Елизавета Андреевна, с опухшими от слез глазами, попыталась протестовать.
– Граф, покойный муж завещал…
– Сударыня, – вежливо, но не допускающим возражений тоном перебил её Орлов. – Я действую по высочайшему личному повелению её императорского величества. Наследие великого сына России является достоянием государства. Наша задача – сохранить его для потомков от любого… беспорядка.
Он говорил гладко, но его люди действовали быстро и без эмоций. Они прошли в кабинет, опечатали шкафы, начали упаковывать бумаги в привезенные ящики. Сундуки с архивом, над которым Ломоносов бился десятилетиями, были вынесены и погружены в экипаж под безучастными взорами дворцовой стражи.

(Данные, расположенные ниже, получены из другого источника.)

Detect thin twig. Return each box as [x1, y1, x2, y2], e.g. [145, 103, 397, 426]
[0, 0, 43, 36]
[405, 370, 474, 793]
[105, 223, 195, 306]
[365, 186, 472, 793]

Вдова смотрела на это, безмолвная, понимая, что все кончено. Последняя воля мужа разбилась о железную волю системы.
В тот же день Шлёцер писал Миллеру короткую, деловую записку: «Неудобные деревья, наконец, вырублены под корень. Теперь можно спокойно и методично возделывать поле русской истории. Почва готова к новым посевам».
Ящики исчезли в недрах Зимнего дворца. Их не сожгли. Их обработали. Через семь лет вышла в свет «Древняя Российская история» Михаила Ломоносова. Она была правильной, академичной и… удивительно созвучной основным тезисам Миллеровской школы. Все острые углы были сглажены, все яростные возражения «норманнистам» превратились в робкие вопросы. Книгу хвалили за ясность слога. Никто не вспоминал, какой огонь бушевал в черновиках, теперь навсегда утраченных.